Due to financial regulatory restrictions in Malaysia, currency options are not available. The closest liberalized foreign exchange market is Singapore that has provided the following:

i) Six-month put option on USD is priced SGD0.02/USD at a strike of SGD1.35/USD
ii) Six-month call option on USD is priced SGD0.03/USD at a strike of SGD1.35/USD
iii) Six-month forward rate for MYR/SGD is 2.79 - 2.82.

Given the above information, what is your recommendation to the Board of Directors of Lu Bang Gali and why?

Part 2

Due to the short-term nature of foreign currency derivatives, the Board of Directors are unconvinced that your projections in Part 1 are suited to manage the company's risk exposure after the first 1-million barrel shipment.

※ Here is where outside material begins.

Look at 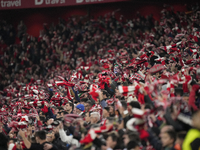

In an academic essay of no more than 1,000 words, provide a long-term strategic plan to manage Lu Bang Gali's risks. Because this is a compulsory unit for the International Business major, you are highly encouraged to draw on your knowledge from multiple business-related disciplines.
Notes

1) In the operations of any business, ambiguity always arises. There is no such thing as perfect information. As such, should you find any ambiguity from the scenario above, you are allowed (in fact, expected!) to make reasonable and well-justified assumptions to support your response. Strong communication and reasoning skills are highly prized by employers.

2) Additional credit will be awarded for work that is presented in a systematic and professional manner that is free from spelling and grammatical errors.

3) Remember that this is an individual assignment. See the University's policy and guidelines on assignments here: http://www.buseco.monash.edu.au/qmanual/qmanual.pdf

ADDITIONAL INFORMATION ON THE ASSIGNMENT

Part 1

As the financial controller of Lu Bang Gali, submit a detailed financial projection of how the company can manage its risk exposure over the next fiscal period.

Through your contacts in the Malaysian financial market, you have managed to obtain the following information:

i) Six-month forward rate for MYR/USD is 3.42 - 3.45
ii) Six-month investing/borrowing interest rates in Kuala Lumpur are 7.00 / 8.00% per annum
iii) Six-month investing/borrowing interest rates in U.S. are 3.00 / 4.00 % per annum

Due to financial regulatory restrictions in Malaysia, currency options are not available. The closest liberalized foreign exchange market is Singapore that has provided the following:

i) Six-month put option on USD is priced SGD0.02/USD at a strike of SGD1.35/USD
ii) Six-month call option on USD is priced SGD0.03/USD at a strike of SGD1.35/USD
iii) Six-month forward rate for MYR/SGD is 2.79 - 2.82.
iv) The spot rate for MYR/SGD is 2.78 - 2.79.